- July 30, 2022
- Posted by: Ramkumar
- Category: Posts
Goodwill In M&A
Most valuations in #mergersandacquisitions use discounted cash flow analysis. Still, when the balance sheets of the target and the acquirer get combined post-acquisition, the accountants resort to the #purchaseaccounting method to value the assets of the combined companies. The accountants initially readjust the target company’s book value of its tangible and intangible assets/liabilities to its fair market value and then allocate the difference between the price paid by the acquiring company and the reassessed value for existing assets to #Goodwill. Thus, Goodwill is a plug variable used to justify acquisitions and needs to get assessed annually to check for impairment.
I do not subscribe to the accounting measures of valuation for the following reasons:
1)Goodwill does not tell if the buyer has overpaid for the acquisition as it does not segregate the synergies and control premium. In my view, an easier way would be to inform investors of the additional synergies that the buyer intends to derive from the acquisition (though synergies do not consistently deliver) and the balance attributed to overpayment.

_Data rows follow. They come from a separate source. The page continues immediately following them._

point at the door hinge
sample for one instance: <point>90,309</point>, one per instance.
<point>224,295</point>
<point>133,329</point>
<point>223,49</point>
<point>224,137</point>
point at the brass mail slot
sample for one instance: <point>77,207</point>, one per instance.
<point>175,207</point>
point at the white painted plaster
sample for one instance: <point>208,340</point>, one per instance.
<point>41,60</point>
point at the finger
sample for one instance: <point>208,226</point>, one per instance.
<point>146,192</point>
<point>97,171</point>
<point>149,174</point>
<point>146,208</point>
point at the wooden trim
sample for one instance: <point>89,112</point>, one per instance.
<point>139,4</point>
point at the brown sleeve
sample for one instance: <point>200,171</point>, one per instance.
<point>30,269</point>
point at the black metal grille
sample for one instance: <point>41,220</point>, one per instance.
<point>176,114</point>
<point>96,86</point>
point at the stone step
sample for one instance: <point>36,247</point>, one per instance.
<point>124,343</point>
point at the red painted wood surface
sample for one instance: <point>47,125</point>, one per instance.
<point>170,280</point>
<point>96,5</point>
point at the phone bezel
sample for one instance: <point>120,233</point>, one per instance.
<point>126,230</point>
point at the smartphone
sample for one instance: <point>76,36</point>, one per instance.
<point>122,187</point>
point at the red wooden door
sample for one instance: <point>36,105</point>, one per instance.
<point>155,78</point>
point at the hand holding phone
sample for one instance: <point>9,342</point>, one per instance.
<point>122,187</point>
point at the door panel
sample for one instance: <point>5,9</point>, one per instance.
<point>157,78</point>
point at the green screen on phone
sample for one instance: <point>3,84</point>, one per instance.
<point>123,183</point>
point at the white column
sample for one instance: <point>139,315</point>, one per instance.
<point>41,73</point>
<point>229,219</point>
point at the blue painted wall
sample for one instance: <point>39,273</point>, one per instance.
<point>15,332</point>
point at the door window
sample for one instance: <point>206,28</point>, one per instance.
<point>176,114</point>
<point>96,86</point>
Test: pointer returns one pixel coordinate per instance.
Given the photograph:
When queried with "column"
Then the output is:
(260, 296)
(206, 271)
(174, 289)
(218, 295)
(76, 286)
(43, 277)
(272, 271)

Goodwill (Overpayment) = Final Purchase price – Fair market value of Target assets – Premium paid for Synergies and control.

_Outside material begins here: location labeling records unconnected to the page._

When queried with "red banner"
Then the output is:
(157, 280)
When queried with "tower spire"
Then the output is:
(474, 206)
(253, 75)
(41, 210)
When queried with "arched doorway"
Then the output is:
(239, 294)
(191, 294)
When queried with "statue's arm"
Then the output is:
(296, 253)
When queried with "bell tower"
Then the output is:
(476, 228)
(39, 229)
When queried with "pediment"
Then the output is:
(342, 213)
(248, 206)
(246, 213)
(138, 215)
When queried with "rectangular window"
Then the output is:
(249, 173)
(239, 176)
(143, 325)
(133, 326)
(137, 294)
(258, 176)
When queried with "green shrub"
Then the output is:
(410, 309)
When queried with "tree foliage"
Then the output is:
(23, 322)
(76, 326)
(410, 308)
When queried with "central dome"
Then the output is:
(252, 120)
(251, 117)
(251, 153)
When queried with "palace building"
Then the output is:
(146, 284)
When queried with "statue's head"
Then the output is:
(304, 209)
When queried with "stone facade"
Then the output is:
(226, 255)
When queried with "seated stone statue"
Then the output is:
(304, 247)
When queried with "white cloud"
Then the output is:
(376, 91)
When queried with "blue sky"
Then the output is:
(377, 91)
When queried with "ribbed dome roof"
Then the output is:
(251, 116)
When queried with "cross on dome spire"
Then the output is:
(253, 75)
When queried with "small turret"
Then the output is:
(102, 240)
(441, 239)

Thus investors can review annually if the buyer delivers the synergies; else, the buyer’s stock price should decline. For instance, if a buyer pays $10 billion for a target with an adjusted book value of $3 billion and sees its market cap drop by $4 billion on the announcement, we can assume the investors have impaired the Goodwill of the acquisition by $4 billion.

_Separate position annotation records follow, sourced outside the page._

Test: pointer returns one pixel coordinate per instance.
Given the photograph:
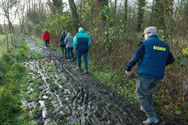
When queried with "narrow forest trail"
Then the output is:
(58, 94)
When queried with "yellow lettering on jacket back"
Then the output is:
(159, 48)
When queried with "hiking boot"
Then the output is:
(78, 68)
(150, 121)
(85, 72)
(141, 109)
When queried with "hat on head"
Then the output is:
(81, 29)
(150, 30)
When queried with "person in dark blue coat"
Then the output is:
(152, 56)
(62, 44)
(82, 43)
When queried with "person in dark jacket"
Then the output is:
(62, 44)
(69, 46)
(82, 43)
(152, 56)
(46, 38)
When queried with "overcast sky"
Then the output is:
(12, 12)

2)Goodwill inflates the value of assets for acquisitive companies, which reduces its Price to Book value or EV/Invested capital compared to non-acquisitive companies. Accountants eliminate this anomaly by deducting Goodwill from the assets of acquisitive companies to compare different firms. However, this practice further confuses the investors as it does not discount the cash flows that acquisitive companies earn due to acquisitions. Thus it inflates the value of these companies to companies that do not acquire.